How far should we take the N+N redundancy craziness?

The industry standard when it comes from redundancy is quite high, to say the least. To illustrate my point, here is my current setup (I'm running a financial service).

Each server has a RAID array in case something goes wrong on one hard drive

.... and in case something goes wrong on the server, it's mirrored by another spare identical server

... and both server cannot go down at the same time, because I've got redundant power, and redundant network connectivity, etc

... and my hosting center itself has dual electricity connections to two different energy providers, and redundant network connectivity, and redundant toilets in case the two security guards (sorry, four) needs to use it at the same time

... and in case something goes wrong anyway (a nuclear nuke? can't think of anything else), I've got another identical hosting facility in another country with the exact same setup.

Cost of reputational damage if down = very high
Probability of a hardware failure with my setup : <<1%
Probability of a hardware failure with a less paranoiac setup : <<1% ASWELL
Probability of a software failure in our application code : >>1% (if your software is never down because of bugs, then I suggest you doublecheck your reporting/monitoring system is not down. Even SQLServer - which is arguably developed and tested by clever people with a strong methodology - is sometimes down)

In other words, I feel like I could host a cheap laptop in my mother's flat, and the human/software problems would still be my higher risk.

Of course, there are other things to take into consideration such as :

scalability
data security
the clients expectations that you meet the industry standard

But still, hosting two servers in two different data centers (without extra spare servers, nor doubled network equipment apart from the one provided by my hosting facility) would provide me with the scalability and the physical security I need.

I feel like we're reaching a point where redundancy is just a communcation tool. Honestly, what's the difference between a 99.999% uptime and a 99.9999% uptime when you know you'll be down 1% of the time because of software bugs ?

How far do you push your redundancy crazyness ?

Solution 1:

When the cost of the redundancy is higher then the cost of being down while what ever is broken is being replaced, it's to much redundancy.

Solution 2:

Its all abut risk management. Even with 2x everything, you can still get downtime due to unforseen problems.

eg. My hosting provider has dual, redundant connections to the upstream internet. So the day that one of their cables was cut through by some building contractors, their upstream provider took the other one down for some maintenance. And not only that, because all the phones were SIP, no-one could phone in to say there was no connectivity and they didn't realise there was a problem for ages.

Now that was a one in a million cock-up, and it could have been prevented by adding in more layers of redundancy or management oversight... but the chance of it happening was so slim, you'd never think that there'd be a problem so it wouldn't be worth the cost of preventing it from happening.

Another example: we implemented SQL Server mirroring at an Ambulance 999 control room, mirrored DBs should have meant there would be no problem.. except that we found a bug in SQLServer that froze the main DB and prevented it failing over to the mirror. So, although we did what we could to ensure continuous uptime, we still had to transfer to manual calltaking while the DB issue was resolved. In this case, we had the best solution we could reasonably implement, and a fallback plan in case that 'best solution' failed.
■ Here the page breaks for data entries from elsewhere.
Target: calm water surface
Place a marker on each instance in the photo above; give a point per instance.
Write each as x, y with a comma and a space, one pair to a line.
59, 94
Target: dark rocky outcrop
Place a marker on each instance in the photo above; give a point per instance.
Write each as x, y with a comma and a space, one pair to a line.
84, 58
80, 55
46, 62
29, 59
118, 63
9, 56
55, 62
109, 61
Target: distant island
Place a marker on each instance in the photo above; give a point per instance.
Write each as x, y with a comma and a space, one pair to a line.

Trying to ensure a total 100% uptime guarantee for the 'best solution' simply would not have been cost effective, and probably would still have not given us that 100% guarantee anyway.

Again, another story: we have a europe-wide network of replicated Active Directory servers, with fallback in case of failure in any country. So when a certain admin accidentally deleted a few too many records, the solution was to stop the server and let people authenticate against the next country along. Only the replication got there first and the deleted records started to be deleted from the other servers too.... took a week, with Microsoft expert help to get things resolved fully.
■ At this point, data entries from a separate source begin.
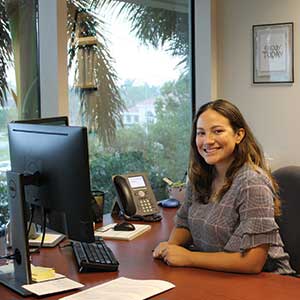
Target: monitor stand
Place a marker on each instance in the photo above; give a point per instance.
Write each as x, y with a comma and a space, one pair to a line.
21, 272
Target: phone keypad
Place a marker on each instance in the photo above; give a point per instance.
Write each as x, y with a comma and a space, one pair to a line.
146, 205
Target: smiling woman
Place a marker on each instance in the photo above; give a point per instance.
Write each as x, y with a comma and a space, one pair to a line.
228, 212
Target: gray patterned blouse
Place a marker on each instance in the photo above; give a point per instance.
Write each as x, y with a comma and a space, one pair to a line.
242, 219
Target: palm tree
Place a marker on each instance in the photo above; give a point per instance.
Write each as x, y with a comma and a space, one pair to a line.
5, 52
101, 105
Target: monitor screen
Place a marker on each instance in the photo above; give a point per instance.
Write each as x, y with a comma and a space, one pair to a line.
60, 156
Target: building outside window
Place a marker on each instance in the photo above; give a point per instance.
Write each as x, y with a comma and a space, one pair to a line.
142, 123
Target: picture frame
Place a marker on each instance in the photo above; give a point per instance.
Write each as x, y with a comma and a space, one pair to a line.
273, 53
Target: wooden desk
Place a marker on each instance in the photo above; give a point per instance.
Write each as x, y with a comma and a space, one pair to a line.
136, 262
So - its all down to risk/cost. You decide how much risk you're willing to take, and cost it. It quickly gets to a point where reducing risk further costs too much, at that point you should find alternative strategies to cope with the downtime when it happens.

Solution 3:

You're doing what I do - I don't think it's crazy at all.

Solution 4:

... and in case something goes wrong anyway (a nuclear nuke? can't think of anything else), I've got another identical hosting facility in another country with the exact same setup.
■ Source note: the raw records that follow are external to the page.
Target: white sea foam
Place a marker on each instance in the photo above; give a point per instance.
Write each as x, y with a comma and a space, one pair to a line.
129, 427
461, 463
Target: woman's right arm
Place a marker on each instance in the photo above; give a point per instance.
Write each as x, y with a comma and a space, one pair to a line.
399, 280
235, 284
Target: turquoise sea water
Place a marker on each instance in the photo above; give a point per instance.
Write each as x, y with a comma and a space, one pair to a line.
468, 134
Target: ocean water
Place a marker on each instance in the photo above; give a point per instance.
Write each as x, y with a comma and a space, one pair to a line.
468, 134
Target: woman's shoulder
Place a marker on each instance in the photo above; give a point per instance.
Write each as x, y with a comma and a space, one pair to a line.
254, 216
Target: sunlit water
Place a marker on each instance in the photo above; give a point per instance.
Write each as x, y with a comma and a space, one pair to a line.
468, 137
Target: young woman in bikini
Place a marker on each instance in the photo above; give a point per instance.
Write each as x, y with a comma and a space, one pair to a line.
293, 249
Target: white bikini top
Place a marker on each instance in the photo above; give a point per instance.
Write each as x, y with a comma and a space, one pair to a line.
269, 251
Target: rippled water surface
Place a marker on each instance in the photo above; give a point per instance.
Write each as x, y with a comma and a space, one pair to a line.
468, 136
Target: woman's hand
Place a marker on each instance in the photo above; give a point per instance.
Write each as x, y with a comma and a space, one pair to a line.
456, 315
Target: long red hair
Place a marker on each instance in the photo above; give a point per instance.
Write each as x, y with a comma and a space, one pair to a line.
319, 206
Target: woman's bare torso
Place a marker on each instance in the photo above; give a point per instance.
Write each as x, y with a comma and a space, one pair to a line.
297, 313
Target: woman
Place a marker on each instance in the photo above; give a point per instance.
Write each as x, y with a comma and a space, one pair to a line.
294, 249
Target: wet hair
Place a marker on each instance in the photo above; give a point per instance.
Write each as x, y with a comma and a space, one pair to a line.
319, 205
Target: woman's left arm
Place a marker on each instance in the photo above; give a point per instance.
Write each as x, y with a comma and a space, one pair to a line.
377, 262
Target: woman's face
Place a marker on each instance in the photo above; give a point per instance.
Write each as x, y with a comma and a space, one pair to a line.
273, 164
As the others have noted: This is simply a business case. The level of redundancy required is dictated directly by the requirements and expectations of your clients/users. If they pay for and expect uptime in the region of five-9s then you need to provide that. If they don't, then you should address that as a business strategy.

However, if I try to guesstimate the probability of another problem (software or human), I think it's several order of magnitudes higher than that.

Simple answer: This has to be addressed by procedure. Not by physical redundancy.

If human error is causing you downtime then you need to strenghten the error checking performed whenever humans intervene. This probably means that all platform amendments are ticketed as change requests and signed off by a secondary person. Or that those change requests contain more detail about tasks to be undertaken and no deviation can be taken. Or that staff simply require more training about how to work with care in production environments.

If software error is causing you downtime then perhaps you need to strengthen your staging procedure. Ensure that you have a good staging environment, which may well be entirely virtualised to reduce the hardware requirements, but still matches your production environments as closely as possible. Any software changes should get tested in the staging environment for a specified period of time before they are rolled for general deployment.

Solution 5:

Every design and architecture should be requirements driven. Good systems engineering calls for defining the constraints of the design and implementing a solution that meets that. If you have a SLA with your customers that calls for a .99999, then your solution of N+N redundancy should account for all those LRU (line replaceable units) that could fail. RAID, PS, and COOP planning should all account for that. In addition your SLA with vendors should be the 4 hour response time type or account for a large number of spares onsite.

Availability (Ao from here out) is that study. If you are doing all these things because it seems like the right thing to do then you are wasting your time and your customers money. If pressed, everyone would desire 5x9's, but few can afford this. Have an honest discussion about the availability of the data and system in the perspective of cost.

The questions and answers posed thus far do not take into account the requirements. The chain assumes that N+N redundancy with hardware and policies is the key. Rather, I would say let the requirements from your customers and SLA drive the design. Maybe your mom's flat and your old laptop will suffice.

Us geeks sometimes go looking for a problem just so we can implement a cool solution.